Natural gas drillers with permits to draw water from trout streams would be entitled to continue taking water even in low-water conditions — stopping only when the stream gets down to 30 percent of its average daily or monthly flow, whichever is greater, under new rules proposed by the New York Department of Environmental Conservation.
Described as a “Natural Flow Regime Method,” the proposed regulation is part of an 800-page draft generic environmental impact statement released last week by the DEC in anticipation of thousands of applications for natural gas wells in the southern half of the state.
The hydro-fracturing method of natural gas drilling uses millions of gallons of water for each well. The prospect that trout streams will be seen as cheap and convenient sources has alarmed environmentalists and fishing advocates. One company has already asked permission to withdraw water from the West Branch of the Delaware River, one of the region’s premier trout streams.
The DEC says a separate permit will be required for each water withdrawal, and drillers will be required to submit a “stringent and protective streamflow analysis.”
The Natural Flow Regime Method requires a “passby flow” of 30 percent of the average daily flow or average monthly flow, whichever is greater. On a small stream with an average flow of 50 cubic feet per second, a driller would be entitled to continue withdrawing water until the stream has been reduced to just 15 cubic feet per second, by natural conditions like lack of rainfall and by the withdrawal itself.

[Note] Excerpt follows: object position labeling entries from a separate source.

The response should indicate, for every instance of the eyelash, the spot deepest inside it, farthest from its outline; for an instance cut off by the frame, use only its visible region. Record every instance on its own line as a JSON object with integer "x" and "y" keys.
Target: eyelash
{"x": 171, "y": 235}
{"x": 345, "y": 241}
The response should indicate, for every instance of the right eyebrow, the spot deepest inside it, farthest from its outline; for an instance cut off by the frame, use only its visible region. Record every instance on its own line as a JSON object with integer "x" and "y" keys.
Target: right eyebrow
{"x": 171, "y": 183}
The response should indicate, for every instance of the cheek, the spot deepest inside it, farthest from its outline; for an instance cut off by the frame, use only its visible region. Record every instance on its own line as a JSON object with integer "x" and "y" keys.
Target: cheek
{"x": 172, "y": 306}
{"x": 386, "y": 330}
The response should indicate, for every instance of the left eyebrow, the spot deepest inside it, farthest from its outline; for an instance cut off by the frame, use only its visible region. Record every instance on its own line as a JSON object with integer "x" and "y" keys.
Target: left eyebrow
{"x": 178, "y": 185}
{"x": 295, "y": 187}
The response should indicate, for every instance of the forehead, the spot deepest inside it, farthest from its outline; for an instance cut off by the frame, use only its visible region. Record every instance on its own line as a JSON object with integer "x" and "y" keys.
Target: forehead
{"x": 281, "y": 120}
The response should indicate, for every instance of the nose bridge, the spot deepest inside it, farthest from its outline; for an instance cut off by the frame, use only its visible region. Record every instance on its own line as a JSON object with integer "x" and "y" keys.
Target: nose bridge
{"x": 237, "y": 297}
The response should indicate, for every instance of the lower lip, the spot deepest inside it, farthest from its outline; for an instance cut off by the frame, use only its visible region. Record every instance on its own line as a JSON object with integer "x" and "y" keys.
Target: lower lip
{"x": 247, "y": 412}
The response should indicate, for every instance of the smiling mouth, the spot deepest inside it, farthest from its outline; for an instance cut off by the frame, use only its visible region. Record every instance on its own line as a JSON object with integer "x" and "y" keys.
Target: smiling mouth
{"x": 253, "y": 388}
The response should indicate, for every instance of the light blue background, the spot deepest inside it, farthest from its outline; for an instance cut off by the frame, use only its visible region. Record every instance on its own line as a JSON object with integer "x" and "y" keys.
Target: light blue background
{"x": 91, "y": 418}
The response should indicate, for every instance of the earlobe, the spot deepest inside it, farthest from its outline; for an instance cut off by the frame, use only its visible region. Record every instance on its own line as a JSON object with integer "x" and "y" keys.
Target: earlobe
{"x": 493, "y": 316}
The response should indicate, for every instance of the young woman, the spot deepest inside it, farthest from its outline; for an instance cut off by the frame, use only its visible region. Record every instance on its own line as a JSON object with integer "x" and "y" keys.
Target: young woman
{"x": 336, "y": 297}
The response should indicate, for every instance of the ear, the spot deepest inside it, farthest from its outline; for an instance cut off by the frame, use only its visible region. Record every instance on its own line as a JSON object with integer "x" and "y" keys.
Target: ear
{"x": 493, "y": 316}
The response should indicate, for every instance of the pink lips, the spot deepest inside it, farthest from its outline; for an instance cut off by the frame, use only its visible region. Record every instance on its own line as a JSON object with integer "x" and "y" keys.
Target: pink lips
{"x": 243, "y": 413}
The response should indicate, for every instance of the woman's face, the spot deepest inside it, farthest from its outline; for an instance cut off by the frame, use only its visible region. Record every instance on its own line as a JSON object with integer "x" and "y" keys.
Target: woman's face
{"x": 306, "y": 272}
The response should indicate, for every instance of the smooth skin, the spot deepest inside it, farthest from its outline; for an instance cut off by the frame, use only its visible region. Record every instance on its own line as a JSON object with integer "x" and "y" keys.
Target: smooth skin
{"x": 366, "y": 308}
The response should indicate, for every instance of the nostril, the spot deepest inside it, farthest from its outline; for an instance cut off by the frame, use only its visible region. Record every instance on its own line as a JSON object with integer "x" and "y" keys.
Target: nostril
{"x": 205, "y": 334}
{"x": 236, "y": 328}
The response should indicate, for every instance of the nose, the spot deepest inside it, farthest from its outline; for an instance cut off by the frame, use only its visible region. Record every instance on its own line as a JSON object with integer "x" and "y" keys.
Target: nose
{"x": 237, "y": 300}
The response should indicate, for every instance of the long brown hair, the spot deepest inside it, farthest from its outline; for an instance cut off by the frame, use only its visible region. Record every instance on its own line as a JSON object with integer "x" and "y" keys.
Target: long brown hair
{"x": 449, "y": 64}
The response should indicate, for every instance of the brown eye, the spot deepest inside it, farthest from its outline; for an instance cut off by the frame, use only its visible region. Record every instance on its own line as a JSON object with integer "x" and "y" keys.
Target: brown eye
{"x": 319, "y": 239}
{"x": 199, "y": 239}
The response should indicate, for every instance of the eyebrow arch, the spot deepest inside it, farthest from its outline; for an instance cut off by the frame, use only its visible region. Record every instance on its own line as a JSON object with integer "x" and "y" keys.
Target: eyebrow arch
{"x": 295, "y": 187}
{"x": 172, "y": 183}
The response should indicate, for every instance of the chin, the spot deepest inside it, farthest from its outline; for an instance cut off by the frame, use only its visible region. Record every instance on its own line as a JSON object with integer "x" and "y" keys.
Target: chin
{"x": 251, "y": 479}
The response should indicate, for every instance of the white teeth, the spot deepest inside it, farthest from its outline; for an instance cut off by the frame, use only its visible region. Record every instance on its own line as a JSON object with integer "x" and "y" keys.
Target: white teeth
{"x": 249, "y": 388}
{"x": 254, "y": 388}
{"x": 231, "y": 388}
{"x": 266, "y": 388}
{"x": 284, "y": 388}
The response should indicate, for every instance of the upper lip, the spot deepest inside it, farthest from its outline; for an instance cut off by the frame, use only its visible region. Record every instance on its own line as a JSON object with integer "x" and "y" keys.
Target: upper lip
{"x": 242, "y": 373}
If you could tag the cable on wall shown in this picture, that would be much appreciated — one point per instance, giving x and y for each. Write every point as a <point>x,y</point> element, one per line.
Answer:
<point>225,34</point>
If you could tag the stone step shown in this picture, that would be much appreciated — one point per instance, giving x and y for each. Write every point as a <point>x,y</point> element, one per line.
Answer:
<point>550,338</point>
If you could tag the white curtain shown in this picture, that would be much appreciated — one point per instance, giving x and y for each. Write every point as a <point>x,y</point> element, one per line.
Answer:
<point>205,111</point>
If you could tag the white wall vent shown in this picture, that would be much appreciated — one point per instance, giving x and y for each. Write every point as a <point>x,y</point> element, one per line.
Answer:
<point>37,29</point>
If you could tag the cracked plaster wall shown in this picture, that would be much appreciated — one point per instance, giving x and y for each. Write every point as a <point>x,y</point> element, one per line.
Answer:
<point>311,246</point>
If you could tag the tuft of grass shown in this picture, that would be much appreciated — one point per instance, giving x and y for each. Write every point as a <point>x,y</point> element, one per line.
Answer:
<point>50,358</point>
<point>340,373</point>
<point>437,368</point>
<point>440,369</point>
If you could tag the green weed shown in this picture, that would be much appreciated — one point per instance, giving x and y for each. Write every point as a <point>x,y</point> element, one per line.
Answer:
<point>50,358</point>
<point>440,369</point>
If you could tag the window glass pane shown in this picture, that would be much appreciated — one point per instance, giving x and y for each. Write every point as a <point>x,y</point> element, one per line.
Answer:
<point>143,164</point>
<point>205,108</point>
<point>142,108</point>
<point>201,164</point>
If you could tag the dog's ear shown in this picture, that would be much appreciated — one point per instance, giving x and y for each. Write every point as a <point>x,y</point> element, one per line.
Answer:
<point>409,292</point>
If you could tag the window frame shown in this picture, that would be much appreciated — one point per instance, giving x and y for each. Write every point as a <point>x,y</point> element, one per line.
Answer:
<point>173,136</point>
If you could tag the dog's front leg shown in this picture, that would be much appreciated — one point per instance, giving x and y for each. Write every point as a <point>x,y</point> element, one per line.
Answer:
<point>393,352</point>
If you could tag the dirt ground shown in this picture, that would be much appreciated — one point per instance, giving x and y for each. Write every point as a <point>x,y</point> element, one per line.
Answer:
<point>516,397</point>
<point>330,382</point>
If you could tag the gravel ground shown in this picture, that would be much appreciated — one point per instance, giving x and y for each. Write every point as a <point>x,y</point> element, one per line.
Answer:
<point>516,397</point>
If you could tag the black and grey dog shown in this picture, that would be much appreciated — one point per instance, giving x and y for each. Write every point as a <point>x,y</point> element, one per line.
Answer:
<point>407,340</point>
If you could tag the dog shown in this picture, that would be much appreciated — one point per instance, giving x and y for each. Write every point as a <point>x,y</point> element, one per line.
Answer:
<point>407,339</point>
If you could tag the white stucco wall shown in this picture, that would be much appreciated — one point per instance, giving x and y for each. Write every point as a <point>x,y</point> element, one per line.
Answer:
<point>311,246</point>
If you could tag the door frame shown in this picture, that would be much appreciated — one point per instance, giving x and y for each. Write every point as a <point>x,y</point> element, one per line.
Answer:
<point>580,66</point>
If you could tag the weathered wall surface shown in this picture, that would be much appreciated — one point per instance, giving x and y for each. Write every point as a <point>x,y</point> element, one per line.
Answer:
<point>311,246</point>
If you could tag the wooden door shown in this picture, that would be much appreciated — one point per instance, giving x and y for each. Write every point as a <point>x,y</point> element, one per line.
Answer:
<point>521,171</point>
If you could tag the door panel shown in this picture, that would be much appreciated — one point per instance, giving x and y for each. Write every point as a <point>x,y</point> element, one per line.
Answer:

Maureen Wren, a spokeswoman for the DEC, said the 30 percent passby flow is based on well-established formulas that have worked in other states.
“We believe that that will ensure that aquatic communities in the stream are protected,” Wren told me in an interview this week.
The leading coldwater conservation group is not so sure.
“Trout Unlimited is still in the process of analyzing the water withdrawal component, as well as all of the other aspects of the draft SGEIS. However, at first glance, the proposed Natural Flow Regime Method appears to be an antiquated method by which to set water withdrawal levels — particularly when other states in the region are moving toward a watershed approach to deal with water withdrawals,” said Elizabeth Maclin, TU vice president for Eastern Conservation.
The Marcellus Shale formation, which could contain as much as 500 trillion cubic feet of natural gas, lies beneath West Virginia, Pennsylvania
and the southern half of New York, from Chautauqua County to the Hudson River and as far north as I-90.
Other parts of New York could see hydro-fracturing in the future.
“Sedimentary rock formations which may someday be developed by horizontal drilling and hydraulic fracturing exist from the Vermont/Massachusetts border up to the St. Lawrence/Lake Champlain region, west along Lake Ontario to Lake Erie and across the Southern Tier and Finger Lakes regions,” according to the DEC. “Drilling will not occur on state-owned lands in the Adirondack and Catskill Forest Preserves because of the state constitution’s requirement that Forest Preserve lands be kept forever wild and not be leased or sold. In addition, the subsurface geology of the Adirondacks, New York City and Long Island renders drilling for hydrocarbons in those areas unlikely.”